Canadians support online voting?

Very active discussion (over 400 comments at the time of this writing) on CBC News story Canadians support online voting: poll (with the usual Internet comment range between somewhat thoughtful and incoherent ranting)

In the poll, released exclusively to CBC: Power & Politics, Canadians were asked if Elections Canada offered a safe way of voting on the internet, how likely is it that they would use it.

Around 49 per cent of respondents said they were very likely and 15 per cent said they were somewhat likely.

Here's the comment I left:

Information on the Internet is just a click away. This issue has been well-studied by computer security experts. One part of it comes down to this magic phrase "a safe way of voting on the internet". That is probably impossible in the real world, outside of the confines of computer science theory. I know some will respond "online banking is already secure" but 1) it isn't & 2) banking has a completely, totally different set of threats and necessary security measure from voting

One good starting point is the Computer Technologists' statement on internet voting http://www.verifiedvoting.org/article.php?id=5867

"Election results must be verifiably accurate -- that is, auditable with a permanent, voter-verified record that is independent of hardware or software. Several serious, potentially insurmountable, technical challenges must be met if elections conducted by transmitting votes over the internet are to be verifiable. There are also many less technical questions about internet voting, including whether voters have equal access to internet technology and whether ballot secrecy can be adequately preserved."
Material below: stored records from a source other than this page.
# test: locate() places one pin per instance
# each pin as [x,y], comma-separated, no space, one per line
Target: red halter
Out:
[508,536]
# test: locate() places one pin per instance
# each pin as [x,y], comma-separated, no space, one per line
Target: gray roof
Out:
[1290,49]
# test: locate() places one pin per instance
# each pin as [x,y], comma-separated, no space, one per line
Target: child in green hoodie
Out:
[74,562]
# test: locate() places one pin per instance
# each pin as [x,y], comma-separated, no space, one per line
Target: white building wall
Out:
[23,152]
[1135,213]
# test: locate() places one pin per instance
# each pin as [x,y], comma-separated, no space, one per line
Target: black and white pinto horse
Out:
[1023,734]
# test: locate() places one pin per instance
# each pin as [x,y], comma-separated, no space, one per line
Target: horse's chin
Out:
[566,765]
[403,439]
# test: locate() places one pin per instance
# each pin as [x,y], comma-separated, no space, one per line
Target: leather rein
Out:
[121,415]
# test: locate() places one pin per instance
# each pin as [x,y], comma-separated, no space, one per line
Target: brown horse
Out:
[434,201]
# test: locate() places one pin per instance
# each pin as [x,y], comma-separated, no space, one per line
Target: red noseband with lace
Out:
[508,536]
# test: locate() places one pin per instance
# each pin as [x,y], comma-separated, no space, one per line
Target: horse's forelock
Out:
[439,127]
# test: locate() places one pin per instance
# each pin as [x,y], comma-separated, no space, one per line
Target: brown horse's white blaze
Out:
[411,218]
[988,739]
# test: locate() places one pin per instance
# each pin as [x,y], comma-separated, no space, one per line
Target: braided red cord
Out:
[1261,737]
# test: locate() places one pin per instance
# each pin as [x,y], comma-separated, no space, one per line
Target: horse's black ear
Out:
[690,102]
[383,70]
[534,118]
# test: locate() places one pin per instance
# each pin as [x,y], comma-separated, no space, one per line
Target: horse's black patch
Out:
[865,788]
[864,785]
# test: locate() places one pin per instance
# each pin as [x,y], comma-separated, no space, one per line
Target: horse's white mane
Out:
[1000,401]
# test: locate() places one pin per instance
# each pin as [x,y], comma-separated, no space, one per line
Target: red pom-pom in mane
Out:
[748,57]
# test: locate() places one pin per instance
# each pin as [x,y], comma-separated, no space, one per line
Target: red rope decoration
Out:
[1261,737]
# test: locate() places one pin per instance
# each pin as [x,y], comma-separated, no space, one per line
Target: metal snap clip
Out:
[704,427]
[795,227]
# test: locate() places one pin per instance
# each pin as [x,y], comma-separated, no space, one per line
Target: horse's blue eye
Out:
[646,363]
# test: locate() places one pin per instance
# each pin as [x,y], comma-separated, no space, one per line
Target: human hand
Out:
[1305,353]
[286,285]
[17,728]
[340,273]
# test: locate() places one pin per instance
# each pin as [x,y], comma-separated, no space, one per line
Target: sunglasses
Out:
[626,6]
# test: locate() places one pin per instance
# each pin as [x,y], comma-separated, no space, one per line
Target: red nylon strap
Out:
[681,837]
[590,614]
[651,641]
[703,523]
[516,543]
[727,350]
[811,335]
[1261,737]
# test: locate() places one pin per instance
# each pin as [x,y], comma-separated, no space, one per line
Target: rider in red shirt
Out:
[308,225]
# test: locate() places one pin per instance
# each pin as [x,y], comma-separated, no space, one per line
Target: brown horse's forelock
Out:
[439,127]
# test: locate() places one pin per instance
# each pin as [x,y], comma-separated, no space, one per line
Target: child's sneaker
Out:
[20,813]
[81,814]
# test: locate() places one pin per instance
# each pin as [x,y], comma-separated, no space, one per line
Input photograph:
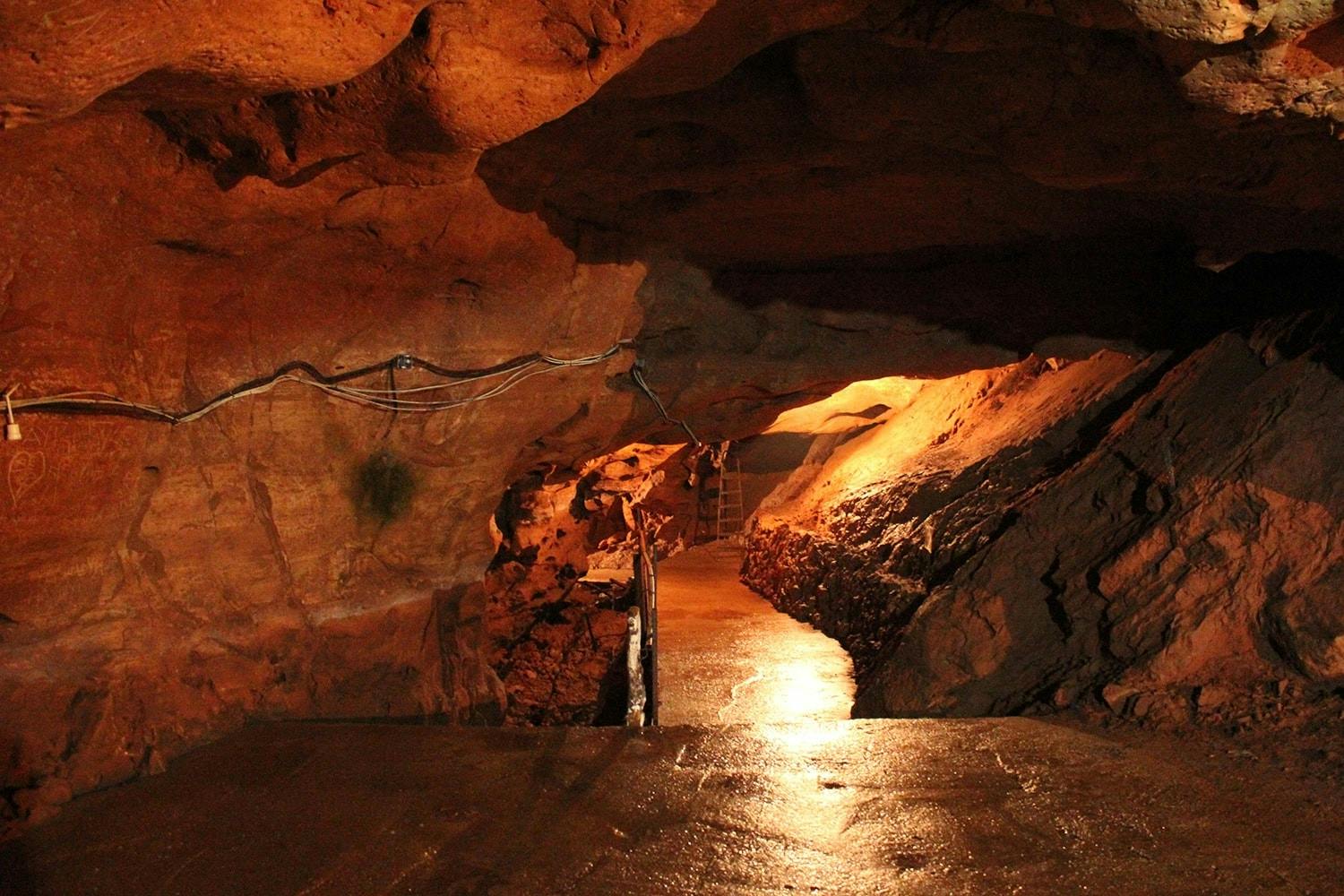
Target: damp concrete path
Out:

I want to draw attention to that phrase: "potentially insurmountable". Given that paper voting works well now, is easy to understand, and is quick to count, would you rather stay with that, or try a system that computer experts say may be impossible to create? One which even if it solved the technical problems, would still have no solution for the secrecy of your ballot, a sacred right of democracy. Voting integrity is not theoretical. We know that votes were compromised in Iran and Afghanistan. Now imagine instead of paper votes and people in the streets, it had all taken place electronically? You would never know if the results reflected the votes cast.